The younger Mr. Trump responded: “[If] it’s what you say I love it.”

Mr. Kushner said Monday that he arrived late to the meeting and left early, sending his assistant an email that said: “Can u pls call me on my cell? Need excuse to get out of meeting.” He said that while he was there, the meeting didn’t discuss “anything about the campaign” and said there was no follow-up.

Mr. Kushner disclosed the meeting with Ms. Veselnitskaya earlier this year in a required form to obtain a security clearance. Mr. Kushner initially filed a disclosure that didn’t list any contacts with foreign government officials, but the next day submitted a supplemental disclosure saying that he had engaged in “numerous contacts with foreign officials.”

He said Monday that the omission of foreign contacts was an administrative error.

Mr. Kushner has since submitted information about “over 100 contacts from more than 20 countries,” he said. That information hasn’t been publicly disclosed, but Mr. Kushner said Monday the contacts included meetings with Israeli Prime Minister Benjamin Netanyahu and Luis Videgaray Caso, the secretary of foreign affairs for Mexico.

White House officials also said earlier this year that Mr. Kushner met in December with Messrs. Kislyak and Flynn. Mr. Flynn resigned in February as national security adviser after it was disclosed he misled officials about his contacts with the Russian ambassador. During that meeting, Mr. Kushner said Monday, he asked Mr. Kislyak to “identify the best person…with whom to have direct discussions and who had contact with his president.” He also expressed a desire for a “fresh start in relations.”

Mr. Kushner subsequently had aide Avraham Berkowitz handle another meeting requested by Mr. Kislyak, during which the ambassador sought to arrange a meeting between Mr. Kushner and Sergei Gorkov, the head of Vneshekonombank, or VEB, the officials said. Mr. Kushner’s meeting with Mr. Gorkov took place in December at a location other than Trump Tower, a senior administration official said.

In 2014 the U.S. imposed sanctions on the Russian development bank, naming entities and individuals operating in Russia’s economy following Moscow’s annexation of Crimea. The Treasury Department sanctions prohibit specified financial contacts with the bank and others on the list.

The White House’s account of that December meeting has differed from that of VEB, which said its leadership met with Mr. Kushner in his capacity as the head of the real-estate firm Kushner Cos. A senior administration official said earlier this year that Mr. Kushner didn’t know the bank was under sanction and “wasn’t there to discuss business.”

On Monday, Mr. Kushner said they discussed “no specific policies” and said Mr. Gorkov “told me a little about his bank and made some statements about the Russian economy.” Mr. Gorkov also said he was “friendly with” Mr. Putin.

In his statement Monday, Mr. Kushner acknowledged that he proposed receiving information about military operations in Syria via a secure communications line at the Russian embassy, but he denied trying to establish any “backchannel” and said his interest in talking to Russia via secure means was solely to obtain information about the conflict in Syria.

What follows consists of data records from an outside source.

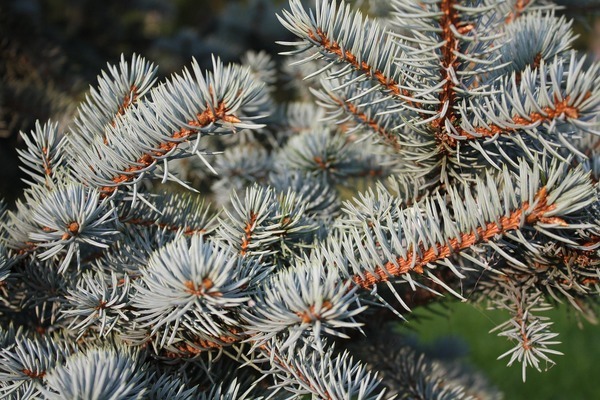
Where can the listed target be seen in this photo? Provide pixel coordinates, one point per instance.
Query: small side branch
(205, 118)
(415, 263)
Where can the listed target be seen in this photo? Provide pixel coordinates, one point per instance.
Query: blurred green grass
(576, 375)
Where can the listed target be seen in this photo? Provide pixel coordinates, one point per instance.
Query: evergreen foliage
(472, 127)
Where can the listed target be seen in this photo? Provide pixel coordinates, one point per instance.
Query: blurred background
(52, 50)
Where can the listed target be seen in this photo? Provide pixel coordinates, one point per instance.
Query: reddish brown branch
(248, 230)
(560, 107)
(203, 119)
(345, 55)
(440, 251)
(388, 137)
(518, 11)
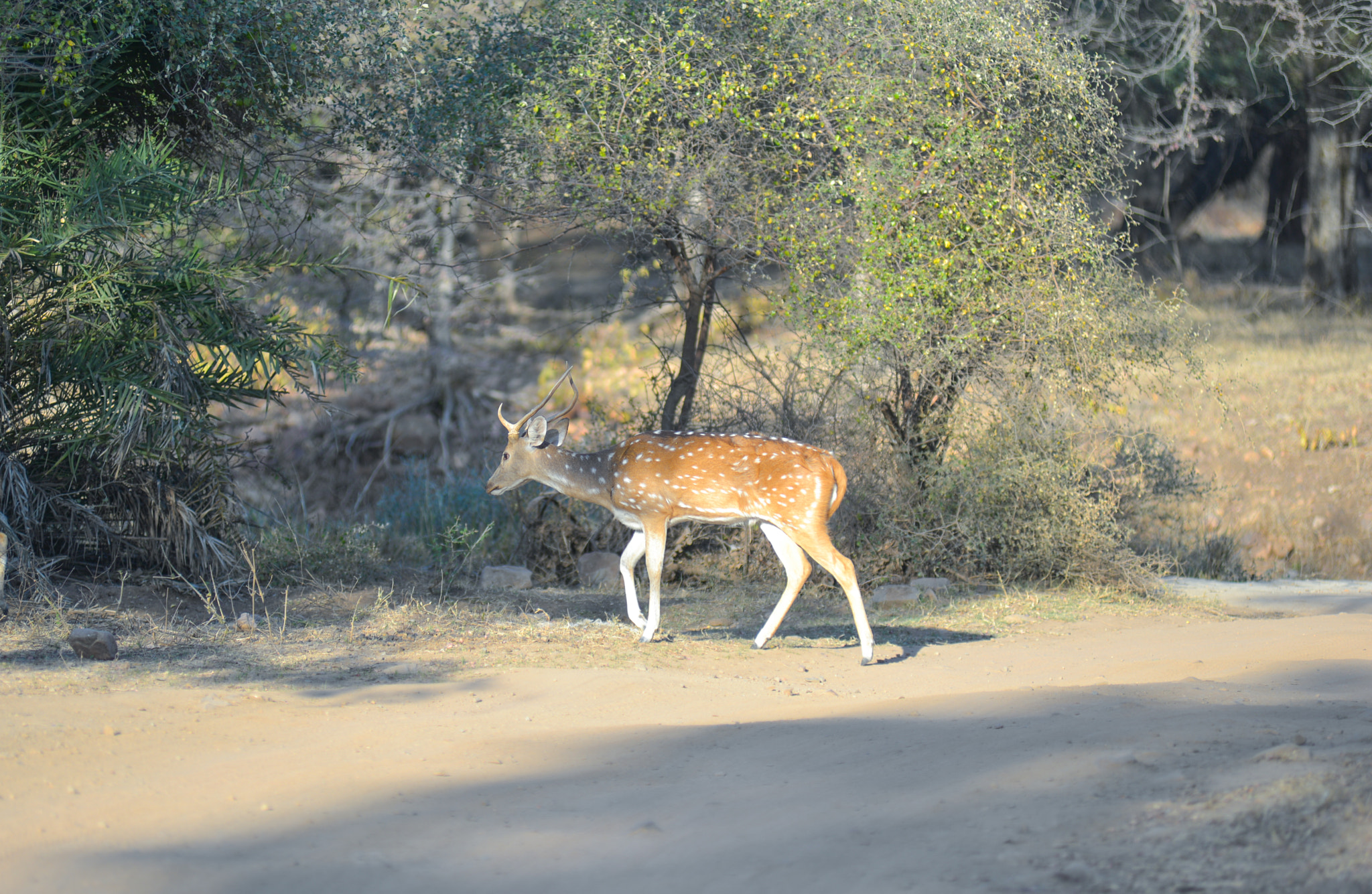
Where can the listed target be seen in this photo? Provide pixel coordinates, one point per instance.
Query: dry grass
(1283, 370)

The idea to have direct contacts with Russia about Syria during the transition came from Mr. Kislyak, who said at the December meeting in Trump Tower that he wanted to relay information from Russian “generals” who couldn’t come to the U.S., Mr. Kushner said. The Wall Street Journal previously reported that Mr. Kushner had discussed with the Russian ambassador the possibility of setting up a secure communications line with Russia during the transition and using equipment at the Russian embassy, according to a person familiar with the matters.

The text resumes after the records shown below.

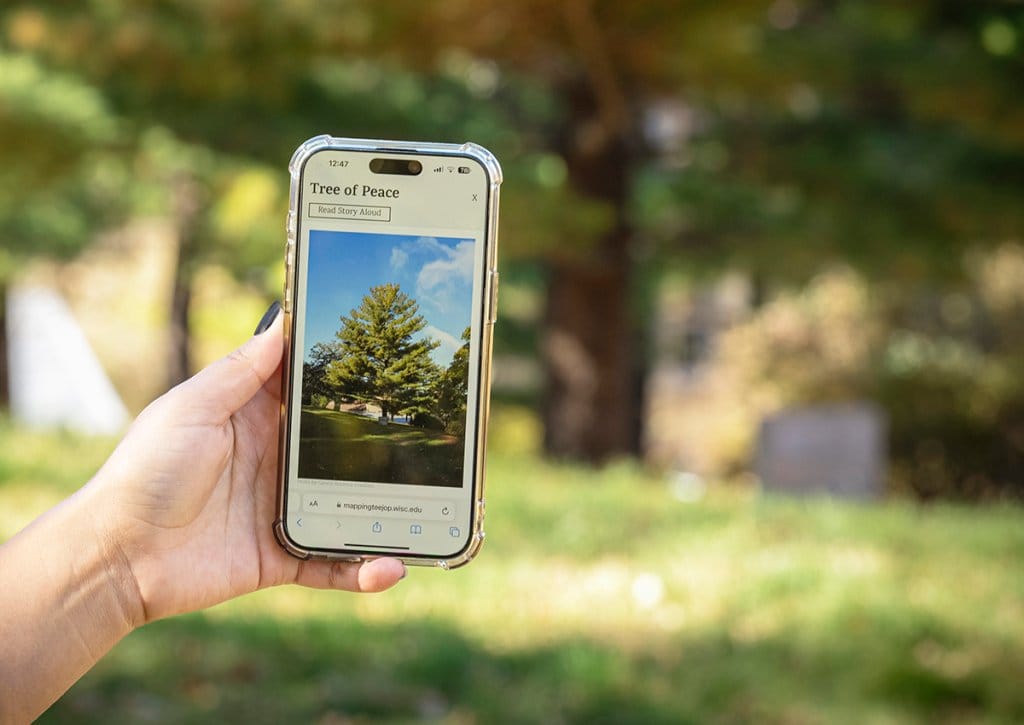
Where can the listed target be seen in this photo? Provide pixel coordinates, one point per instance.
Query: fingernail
(268, 316)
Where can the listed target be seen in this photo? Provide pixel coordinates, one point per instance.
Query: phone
(390, 301)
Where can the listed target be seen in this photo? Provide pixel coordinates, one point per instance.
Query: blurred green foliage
(599, 597)
(775, 138)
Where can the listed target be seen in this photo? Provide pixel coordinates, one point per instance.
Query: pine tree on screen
(381, 360)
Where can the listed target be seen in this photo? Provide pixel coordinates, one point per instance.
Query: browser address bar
(378, 507)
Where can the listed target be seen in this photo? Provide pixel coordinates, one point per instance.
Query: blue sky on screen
(436, 271)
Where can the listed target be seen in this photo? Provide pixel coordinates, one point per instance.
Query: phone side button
(493, 315)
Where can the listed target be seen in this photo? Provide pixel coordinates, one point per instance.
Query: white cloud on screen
(398, 258)
(450, 343)
(443, 281)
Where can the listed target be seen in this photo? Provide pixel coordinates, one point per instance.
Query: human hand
(187, 499)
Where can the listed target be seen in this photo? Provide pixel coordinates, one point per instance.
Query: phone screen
(385, 356)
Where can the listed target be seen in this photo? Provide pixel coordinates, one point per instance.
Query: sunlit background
(757, 449)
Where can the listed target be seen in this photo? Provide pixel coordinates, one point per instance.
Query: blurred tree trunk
(187, 209)
(592, 406)
(4, 364)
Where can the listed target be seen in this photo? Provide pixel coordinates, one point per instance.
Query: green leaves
(378, 357)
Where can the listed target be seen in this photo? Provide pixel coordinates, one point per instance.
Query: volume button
(493, 314)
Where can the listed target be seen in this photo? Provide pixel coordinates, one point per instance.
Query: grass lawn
(335, 444)
(598, 598)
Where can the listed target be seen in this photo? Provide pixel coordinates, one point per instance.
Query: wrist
(105, 558)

A mode of communication like that could have made it more difficult for the U.S. intelligence agencies to intercept and listen to conversations. And two other people with knowledge of Mr. Kushner’s activities during the transition said his interest in creating what they described as a “backchannel” with Russia raised concerns among law enforcement and national security officials about his and the team’s activities.